The centerpiece, then and now, is an enormous segment of a globe showing the Arctic in raised relief up to the sixtieth parallel north. Built in 1936 from cartographic data assembled by Yuly Shokalsky, it lets visitors lean over the top of the world the way a navigator might bend over a chart. Around it, the original 1930s dioramas still survive: Tundra in Winter, Tundra in Summer, Bird Bazaar, Walrus Rookery, the Shokalsky Glacier on Novaya Zemlya, and the icy gap of Matochkin Shar Strait. They were built when the Soviet Union was racing to claim the Arctic, when Otto Schmidt was leading expeditions across the ice and the country was building the legend of the polar pilot. The dioramas show that moment with all its mid-century theatricality intact.
Soviet polar achievement was real, even when wrapped in propaganda. The country built the world's first nuclear icebreaker, the Lenin, launched in 1957 and now preserved in Murmansk.
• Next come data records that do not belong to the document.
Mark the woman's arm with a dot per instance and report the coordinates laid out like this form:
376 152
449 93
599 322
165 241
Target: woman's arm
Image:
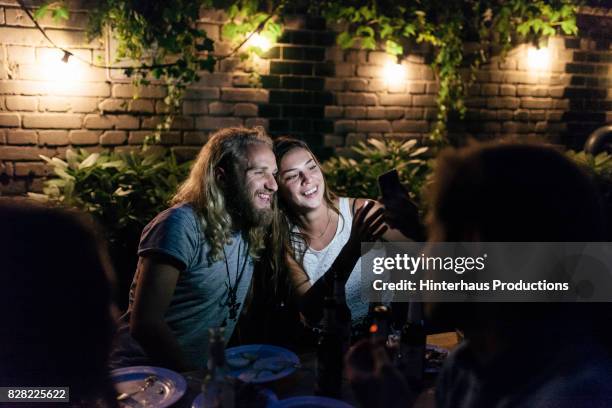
310 296
157 277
Soviet scientists established Vostok Station near the South Pole in 1957 and have run it through every Antarctic winter since, recording the lowest natural temperature ever measured on Earth, minus 89.2 Celsius, in 1983. The museum's collection traces all of it: ship models of the nuclear icebreaker fleet, instruments from drifting ice stations, photographs from Antarctic crews, the everyday gear of people who lived for months at a time in places designed to kill them. A 2019 exhibition marking sixty years of the Lenin showed eight scale models of the icebreakers that followed her.
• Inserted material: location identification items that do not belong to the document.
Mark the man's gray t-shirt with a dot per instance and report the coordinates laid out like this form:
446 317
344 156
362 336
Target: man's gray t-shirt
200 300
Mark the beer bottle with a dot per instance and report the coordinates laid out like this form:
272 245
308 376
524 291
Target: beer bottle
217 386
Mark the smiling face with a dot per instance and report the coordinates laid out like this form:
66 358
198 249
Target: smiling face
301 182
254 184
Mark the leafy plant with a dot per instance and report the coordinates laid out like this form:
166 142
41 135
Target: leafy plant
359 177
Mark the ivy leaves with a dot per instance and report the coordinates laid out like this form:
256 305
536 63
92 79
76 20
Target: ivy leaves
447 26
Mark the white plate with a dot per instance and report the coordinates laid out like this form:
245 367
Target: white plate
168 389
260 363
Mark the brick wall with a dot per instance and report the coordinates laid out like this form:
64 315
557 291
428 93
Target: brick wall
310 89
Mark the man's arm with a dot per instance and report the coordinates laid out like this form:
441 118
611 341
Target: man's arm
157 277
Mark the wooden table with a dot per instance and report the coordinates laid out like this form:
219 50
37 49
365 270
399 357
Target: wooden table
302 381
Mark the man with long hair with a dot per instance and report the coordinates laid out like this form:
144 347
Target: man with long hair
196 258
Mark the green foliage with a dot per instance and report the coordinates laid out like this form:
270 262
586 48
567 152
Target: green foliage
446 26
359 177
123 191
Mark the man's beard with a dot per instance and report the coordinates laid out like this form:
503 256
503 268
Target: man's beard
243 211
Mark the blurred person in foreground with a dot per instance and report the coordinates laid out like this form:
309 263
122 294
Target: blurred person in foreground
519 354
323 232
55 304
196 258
Since 1991 the small St. Petersburg Edinoverie community of the Russian Orthodox Church has been pressing to take the building back. Edinoverie is an unusual branch — Old Believers who reconciled with the official Russian Orthodox Church in the nineteenth century — and they have a real historical claim on Nikolskaya. One of the two side chapels was returned to them years ago. In 2014 the federal property agency approved transferring the rest, before reversing the decision when the community could not produce a preservation plan for the federally protected monument. Director Viktor Boyarsky pointed out the obvious problem: the dioramas are too large to move without destroying them. He was dismissed in 2016, reportedly after clashing with the meteorological service that runs the museum. The standoff continues, with the church requesting and being refused, and the dioramas staying put.
Some of the museum's recent exhibitions point in directions you might not expect. Uelen Bone showed carvings by Chukchi masters from the easternmost tip of Russia. Real People featured photographs of a Nenets reindeer-herding family on the Yamal Peninsula. Four-Legged Fighters of the Arctic, in 2019, looked at the dogs, reindeer, and horses that worked the northern front during World War II. A new Arctic garden is planned for the courtyard. The museum has always done two things at once: tell the heroic Soviet story of icebreakers and ice stations, and tell the older story of the people who actually live in the polar north. Both are still being told under the dome on Marata Street.
The museum sits at 59.93°N, 30.35°E in central St. Petersburg, near the Vladimirskaya metro and about 1.5 kilometers southeast of the Hermitage. The green dome of the former Nikolskaya church is visible from low altitude over the city center. St. Petersburg Pulkovo (ULLI) is 14 kilometers south. Best viewed at 1,500 to 3,000 feet AGL with the Neva River and the Admiralty spire as primary navigation references. The dense grid of central Petersburg streets channels naturally toward the Marata Street corridor.